In Bayern und Sachsen gibt es derzeit keine entsprechende Regelung, doch in fast allen anderen Bundesländern gehört der Anspruch zur arbeitsrechtlichen Realität. Kurz zum Begriff: In einigen Bundesländern werden die Extra-Urlaubstage zur Weiterbildung auch „Bildungsfreistellung“ oder „Bildungszeit“ genannt.

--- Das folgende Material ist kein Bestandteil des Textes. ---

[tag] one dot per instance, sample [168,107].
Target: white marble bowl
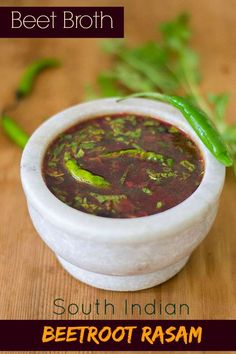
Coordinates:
[119,254]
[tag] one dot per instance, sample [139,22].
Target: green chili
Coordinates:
[14,131]
[31,73]
[85,176]
[200,123]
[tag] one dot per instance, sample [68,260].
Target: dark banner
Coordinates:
[61,22]
[118,335]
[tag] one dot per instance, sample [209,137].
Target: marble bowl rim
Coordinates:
[125,230]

Meist kein Wissen über Anspruch
Trotzdem bleibt der Bildungsurlaub oft ungenutzt – nicht etwa, weil das Interesse fehlt, sondern weil das Wissen darüber gering ist. Viele Beschäftigte kennen ihre Rechte nicht, und auch manche Arbeitgeber sehen Bildungsurlaub eher als potenzielle Störung des Betriebsalltags – anstelle als Chance zur Weiterentwicklung. Dabei sind es genau diese Zeitfenster jenseits des Tagesgeschäfts, in denen neues Denken entsteht.
„Lebenslanges Lernen ist kein Ideal mehr, sondern Notwendigkeit“, sagt Anian Schmitt, Experte für betriebliche Weiterbildung und Geschäftsführer von Bildungsurlauber. „Wer seinen Mitarbeitenden die Zeit zum Lernen verweigert, riskiert, dass ihnen irgendwann die Zeit zum Bleiben fehlt.“ Ein Satz, der den Nerv vieler moderner Personalabteilungen trifft. Denn während sich die Debatte in den letzten Jahren stark auf Remote Work, flexible Arbeitszeiten und Purpose-Orientierung konzentriert hat, rückt die strukturelle Ermöglichung von Weiterbildung gerade erst wieder ins Bewusstsein.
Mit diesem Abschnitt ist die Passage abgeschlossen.